Western Major Baseball League announces name change, new All-Star game

Big changes are coming to the Western Major Baseball League including the Edmonton Prospects. Courtesy: Edmonton Prospects

The Western Major Baseball League, home of the Edmonton Prospects, will undergo a name change starting with the 2019 season.

It’s just one of many changes the league has made, part of a rebranding effort in hopes of attracting more players and fans.

The name will change to the Western Canadian Baseball League and officials say incorporating ‘Canada’ into the name was an important move.

READ MORE: Prospects proving baseball belongs in the heart of Edmonton

“We want to keep our country’s growing baseball image,” said Pat Cassidy, Prospects’ team owner. “It enhances our league and our ability to market throughout North America.

“Canada has the same sort of opportunity to attract better quality players to Edmonton, and I think that was definitely an asset that we were missing in our name and it’s something we really want to bring front and centre from a  recruitment standpoint. I see players getting excited about that. I see our ability to draw attention to Edmonton to start with and to the league in general as far as scouts are concerned.”

Story continues below advertisement

The league’s new logo proudly displays the Maple Leaf.

The competitive summer college baseball league has roots in Alberta and Saskatchewan, dating back to the 1930’s.

The league includes 12 teams in both provinces – in towns and cities like Okotoks, Fort McMurray, Moose Jaw, Regina, Brooks, Yorkton and Melville.

Starting next season, Edmonton will host consecutive All Star games at Re/max Field, the first of which will take place Monday July 8, 2019.

“We’re very excited to be hosting the All Star Game,” Cassidy said. “We’re also excited about the changes coming.”

“We think these are all great steps for our franchise and we think they’re great steps forward for the league as a whole.”

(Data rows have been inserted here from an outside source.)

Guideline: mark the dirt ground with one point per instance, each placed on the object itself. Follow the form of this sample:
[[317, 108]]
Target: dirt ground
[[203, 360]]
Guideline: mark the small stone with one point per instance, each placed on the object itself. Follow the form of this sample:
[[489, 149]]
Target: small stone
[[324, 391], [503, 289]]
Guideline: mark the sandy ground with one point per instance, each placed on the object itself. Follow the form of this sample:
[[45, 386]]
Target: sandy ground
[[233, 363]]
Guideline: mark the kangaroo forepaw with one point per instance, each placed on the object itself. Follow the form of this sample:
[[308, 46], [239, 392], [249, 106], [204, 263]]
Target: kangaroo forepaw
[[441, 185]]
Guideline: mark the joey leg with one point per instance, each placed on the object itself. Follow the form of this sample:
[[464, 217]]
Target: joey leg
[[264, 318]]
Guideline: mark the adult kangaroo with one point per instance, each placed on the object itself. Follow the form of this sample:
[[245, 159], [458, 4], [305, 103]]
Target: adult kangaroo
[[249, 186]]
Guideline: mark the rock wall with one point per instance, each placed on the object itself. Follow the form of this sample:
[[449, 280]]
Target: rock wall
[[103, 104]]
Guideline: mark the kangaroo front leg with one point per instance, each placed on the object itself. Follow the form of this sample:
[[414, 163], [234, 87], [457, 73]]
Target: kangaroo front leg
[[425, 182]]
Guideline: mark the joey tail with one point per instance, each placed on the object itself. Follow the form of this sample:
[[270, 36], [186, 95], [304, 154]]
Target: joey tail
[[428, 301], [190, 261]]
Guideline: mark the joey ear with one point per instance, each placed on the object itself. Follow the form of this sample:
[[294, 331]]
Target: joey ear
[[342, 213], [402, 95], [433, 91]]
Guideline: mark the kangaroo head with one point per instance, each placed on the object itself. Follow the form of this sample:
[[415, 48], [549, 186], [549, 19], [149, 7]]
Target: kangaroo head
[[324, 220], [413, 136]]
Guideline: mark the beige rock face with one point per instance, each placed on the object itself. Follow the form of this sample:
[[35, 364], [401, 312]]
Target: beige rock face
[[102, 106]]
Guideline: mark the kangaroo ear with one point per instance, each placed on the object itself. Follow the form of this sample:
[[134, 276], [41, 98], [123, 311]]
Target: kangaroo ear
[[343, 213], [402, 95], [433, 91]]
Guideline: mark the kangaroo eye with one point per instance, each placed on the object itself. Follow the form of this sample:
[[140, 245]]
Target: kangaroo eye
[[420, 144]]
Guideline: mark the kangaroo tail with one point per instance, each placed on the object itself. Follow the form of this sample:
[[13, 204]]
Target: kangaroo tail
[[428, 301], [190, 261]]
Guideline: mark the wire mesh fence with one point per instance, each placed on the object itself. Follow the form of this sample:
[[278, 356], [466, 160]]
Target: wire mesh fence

The Edmonton Prospects will move to a 28 game regular season, up from 24, allowing the team to play into August.

Cassidy said the changes were made as a way to bring the league together.

“We’ve got franchises in a lot of different communities. We’ve got some small market franchises that operate as community organizations vs Alberta teams, for the most part, that are private operators that operate out of larger facilities and so they have larger needs– so we had to find a balance to address both sides of that equation.”

Story continues below advertisement

Other changes on the horizon for the league include forming a team in Saskatoon.